In their annual report, Splash Data have published the list of the most popular passwords in 2015. They have created their list from published data relating to security breaches in the US and Europe, including the very high profile incident involving controversial adult dating site Ashley Madison, where it was revealed that the most common passwords were very simple and guessable.

For the 5th year in a row the password "123456" was the most common in their analysis of data breaches, closely followed by "password". Both of these were also two of the most common featured in the millions leaked after the Ashley Madison hack. Consecutive numbers feature highly in the rest of the top ten with "12345", "1234", "1234567", "12345678" and of course the most popular nine digit one, "123456789". Letter only ones include "qwerty" and a new entries into the top 10 this year "football" and "baseball".

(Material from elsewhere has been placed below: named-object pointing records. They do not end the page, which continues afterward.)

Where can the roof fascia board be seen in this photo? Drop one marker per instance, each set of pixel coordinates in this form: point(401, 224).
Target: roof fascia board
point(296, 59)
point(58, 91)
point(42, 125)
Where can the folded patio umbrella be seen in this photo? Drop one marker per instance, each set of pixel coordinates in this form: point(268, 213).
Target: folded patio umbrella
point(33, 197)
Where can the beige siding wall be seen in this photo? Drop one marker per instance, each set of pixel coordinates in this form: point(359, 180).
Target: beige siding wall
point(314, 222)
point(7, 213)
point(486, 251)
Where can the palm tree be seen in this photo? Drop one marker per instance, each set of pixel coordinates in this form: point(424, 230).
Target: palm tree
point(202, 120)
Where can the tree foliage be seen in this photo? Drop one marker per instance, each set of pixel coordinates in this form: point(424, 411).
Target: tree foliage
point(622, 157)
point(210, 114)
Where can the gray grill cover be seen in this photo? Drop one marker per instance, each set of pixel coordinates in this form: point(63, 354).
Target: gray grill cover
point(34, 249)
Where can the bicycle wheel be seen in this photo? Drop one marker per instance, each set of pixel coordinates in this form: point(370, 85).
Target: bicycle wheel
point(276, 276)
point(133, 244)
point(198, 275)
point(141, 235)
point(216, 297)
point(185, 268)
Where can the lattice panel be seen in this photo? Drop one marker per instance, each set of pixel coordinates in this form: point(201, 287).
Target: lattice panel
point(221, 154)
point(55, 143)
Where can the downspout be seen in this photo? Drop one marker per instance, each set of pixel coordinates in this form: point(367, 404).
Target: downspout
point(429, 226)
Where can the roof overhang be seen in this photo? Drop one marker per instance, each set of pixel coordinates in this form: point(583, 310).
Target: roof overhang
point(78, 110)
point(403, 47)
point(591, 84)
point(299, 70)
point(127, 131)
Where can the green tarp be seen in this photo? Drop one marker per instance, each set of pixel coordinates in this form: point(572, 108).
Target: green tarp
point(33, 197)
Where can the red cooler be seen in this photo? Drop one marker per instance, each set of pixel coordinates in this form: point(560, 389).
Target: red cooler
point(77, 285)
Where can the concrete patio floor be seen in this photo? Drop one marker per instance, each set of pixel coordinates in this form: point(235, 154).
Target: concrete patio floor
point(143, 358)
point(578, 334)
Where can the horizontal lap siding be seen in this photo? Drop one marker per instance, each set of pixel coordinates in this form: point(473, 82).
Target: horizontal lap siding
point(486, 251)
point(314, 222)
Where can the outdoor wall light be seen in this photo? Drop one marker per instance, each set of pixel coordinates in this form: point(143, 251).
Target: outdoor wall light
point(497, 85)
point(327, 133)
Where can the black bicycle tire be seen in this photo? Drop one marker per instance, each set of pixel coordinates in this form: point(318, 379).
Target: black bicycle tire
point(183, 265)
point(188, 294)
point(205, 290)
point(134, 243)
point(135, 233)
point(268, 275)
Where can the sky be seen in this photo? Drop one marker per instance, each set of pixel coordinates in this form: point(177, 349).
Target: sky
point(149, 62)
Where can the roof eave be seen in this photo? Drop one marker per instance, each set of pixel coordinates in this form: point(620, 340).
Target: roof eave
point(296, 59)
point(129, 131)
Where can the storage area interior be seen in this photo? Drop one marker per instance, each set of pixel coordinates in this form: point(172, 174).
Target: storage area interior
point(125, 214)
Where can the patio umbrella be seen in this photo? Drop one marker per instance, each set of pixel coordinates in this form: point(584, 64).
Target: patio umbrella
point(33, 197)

The highest new entry onto the list is at number 11 with "welcome" whilst you can see some people have gone for topical options (or perhaps a retro one) with "Starwars" in the list at number 25, "solo" at 23 and "princess" at number 21. There has been some attempt to add a bit of complexity into passwords but even those are relatively easy to guess such as "1qaz2wsx" (look at positioning of keys on your keyboard) or the token jesters such as "passw0rd".

Organisations that require users to log into safe and secure systems should be thinking about moving to introduce more complex password requirements, which include a mixture of letters, numbers and special characters, whilst every Internet user should adhere to three simple rules governing the use of passwords:-

1. Do not use the same password for every application or website and where possible use a completely different set of characters; remember to change each and every password regularly.

2. Use a password management system such as Teamsid that can also generate random passwords for you. Never store your passwords in plain view such as a notebook or an unprotected excel sheet.

3. Never reveal a password to a third party in person – such as over the phone or in an unencrypted email. Most organisations that require you to confirm your identity will ask for random characters from the password. If you have any suspicions that your password has been compromised change it immediately and notify the organisation that it relates to;

Finally, if you are using one of the most common passwords, change it immediately. It takes seconds to do and will mean you become part of the data security solution and not the data breach problem.